Wednesday, April 20

Advertising Dud: Why Great Creative Fails

Eastpack Ad
I have nothing against Eastpack. They started in the 1960s to make duffel bags and knapsacks for the armed forces. Twenty years later, the founder's son noticed that students were using military daypacks as book bags. So they started a new line for students.

They are a tough bag. They even come with a 30-year warranty (except those with item-specific warranties), which is how they came up with the tagline "Built To Resist." That's your background.

Imagine being a copywriter assigned to the account. You have a lot going for you. Military tie-in. Check. Retro cool. Check. Modern designs. Check. Unique selling point. Check. There is no question. If James Dean needed a backpack, this would be it.

So what do you do? Throw all that out the window and rip off an unrelated 1980s video game, changing out the bricks for students who hurl themselves off buildings. They don't even bother to land on the backpacks that are among the toughest in the industry. It's kind of sad.



Sure, there is some pixel art appeal lurking somewhere behind the scenes, but I seriously doubt people are contemplating the unseen connection. Instead, the newest ad campaign from Eastpack is a great example of how more and more advertisers think they need to draw attention to themselves instead of the products they peddle.

Will anyone even remember the brand? The copywriter might remember. But for the company, this is par for the course. They have produced dozens of advertisements where the creative is the hero and the product just an extra.

"Successful advertising sells the product without drawing attention to itself, it rivets the consumer's attention on the product." — David Ogilvy

Look, there is no doubt that the ads approved by Eastpack are an exercise in great creative. But great creative is more art than advertising. The difference is in what happens afterward. Art is designed to elicit an emotional response. Advertising is designed to make you want to purchase (or least know more about) a particular product.

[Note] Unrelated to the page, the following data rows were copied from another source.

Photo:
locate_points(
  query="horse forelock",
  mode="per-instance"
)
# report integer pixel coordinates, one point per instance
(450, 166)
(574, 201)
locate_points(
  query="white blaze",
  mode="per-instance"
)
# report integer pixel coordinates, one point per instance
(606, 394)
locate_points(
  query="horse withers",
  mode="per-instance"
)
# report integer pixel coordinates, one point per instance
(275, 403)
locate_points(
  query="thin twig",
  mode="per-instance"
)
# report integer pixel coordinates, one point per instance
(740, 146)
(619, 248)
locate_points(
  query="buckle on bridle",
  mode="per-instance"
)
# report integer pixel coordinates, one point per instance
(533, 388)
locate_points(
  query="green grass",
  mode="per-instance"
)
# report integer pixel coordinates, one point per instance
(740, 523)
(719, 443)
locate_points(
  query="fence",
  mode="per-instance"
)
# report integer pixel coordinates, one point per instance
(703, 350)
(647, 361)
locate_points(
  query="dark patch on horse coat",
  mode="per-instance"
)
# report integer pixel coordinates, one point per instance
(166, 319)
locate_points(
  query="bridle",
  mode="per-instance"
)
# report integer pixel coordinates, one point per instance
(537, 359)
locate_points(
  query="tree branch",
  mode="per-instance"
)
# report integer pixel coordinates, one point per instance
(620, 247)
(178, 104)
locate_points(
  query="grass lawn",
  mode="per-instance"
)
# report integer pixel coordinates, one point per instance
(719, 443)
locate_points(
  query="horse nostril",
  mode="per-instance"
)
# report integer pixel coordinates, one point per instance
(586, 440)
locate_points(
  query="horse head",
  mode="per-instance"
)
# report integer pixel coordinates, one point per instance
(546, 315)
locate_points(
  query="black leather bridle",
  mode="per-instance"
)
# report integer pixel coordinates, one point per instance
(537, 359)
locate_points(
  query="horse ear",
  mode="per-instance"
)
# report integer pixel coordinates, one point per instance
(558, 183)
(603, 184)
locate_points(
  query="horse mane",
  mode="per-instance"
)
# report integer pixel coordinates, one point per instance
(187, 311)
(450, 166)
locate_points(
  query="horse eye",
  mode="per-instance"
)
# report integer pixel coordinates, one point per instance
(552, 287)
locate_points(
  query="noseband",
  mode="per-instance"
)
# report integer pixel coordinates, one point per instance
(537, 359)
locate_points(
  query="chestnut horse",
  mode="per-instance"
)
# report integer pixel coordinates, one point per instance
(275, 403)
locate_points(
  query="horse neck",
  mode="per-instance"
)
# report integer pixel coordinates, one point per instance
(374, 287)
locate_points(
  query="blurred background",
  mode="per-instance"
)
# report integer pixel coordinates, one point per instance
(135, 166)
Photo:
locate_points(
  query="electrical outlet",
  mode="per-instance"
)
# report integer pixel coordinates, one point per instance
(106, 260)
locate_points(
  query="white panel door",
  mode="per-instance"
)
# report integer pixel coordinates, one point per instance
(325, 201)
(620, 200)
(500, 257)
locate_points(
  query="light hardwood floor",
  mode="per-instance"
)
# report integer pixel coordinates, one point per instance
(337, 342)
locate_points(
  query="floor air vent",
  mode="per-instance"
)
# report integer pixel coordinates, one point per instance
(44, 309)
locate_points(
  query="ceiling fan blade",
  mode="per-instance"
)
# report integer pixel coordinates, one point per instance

A couple of years ago, Retin Art asked How do you feel about advertising? And in response, penned a post that captures how most people feel. We love it. And we hate it.

Too many advertising professionals are getting too smart for their own good. They want our attention but then never do anything with it once they get it. And that's why great creative doesn't really belong in advertising. It fails so badly that more people would rather read a product review. (Hat tip: copyranter.)